1. Field of the Invention
The present invention relates to a seek routine of a hard disk drive.
2. Background Information
Hard disk drives contain a plurality of magnetic heads that are coupled to rotating disks. The heads write and read information by magnetizing and sensing the magnetic fields of the disk surfaces. Each head is attached to a flexure arm to create a subassembly commonly referred to as a head gimbal assembly (“HGA”). The HGA's are suspended from an actuator arm. The actuator arm has a voice coil motor that can move the heads across the surfaces of the disks.

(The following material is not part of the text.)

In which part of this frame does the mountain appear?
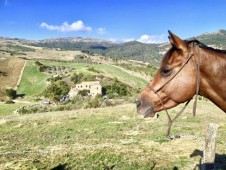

Information is typically stored in radial tracks that extend across the surface of each disk. Each track is typically divided into a number of segments or sectors. The voice coil motor and actuator arm can move the heads to different tracks of the disks.
FIG. 1 shows a typical track that has a number of fields associated with each sector. A sector may include an automatic gain control (“AGC”) field 1 that is used to adjust the strength of the read signal, a sync field 2 to establish a timing reference for the circuits of the drive, and ID 3 and Gray Code 4 fields to provide sector and track identification.
Each sector may have also a servo field 5 located adjacent to a data field 6. The servo field 5 contains a plurality of servo bits A, B, C and D that are read and utilized in a servo routine to position the head 7 relative to the track. By way of example, the servo routine may utilize the algorithm of ((A−B)−(C−D)) to create a position error signal (“PES”). The PES is used to create a drive signal for the voice coil motor to position the head on the track.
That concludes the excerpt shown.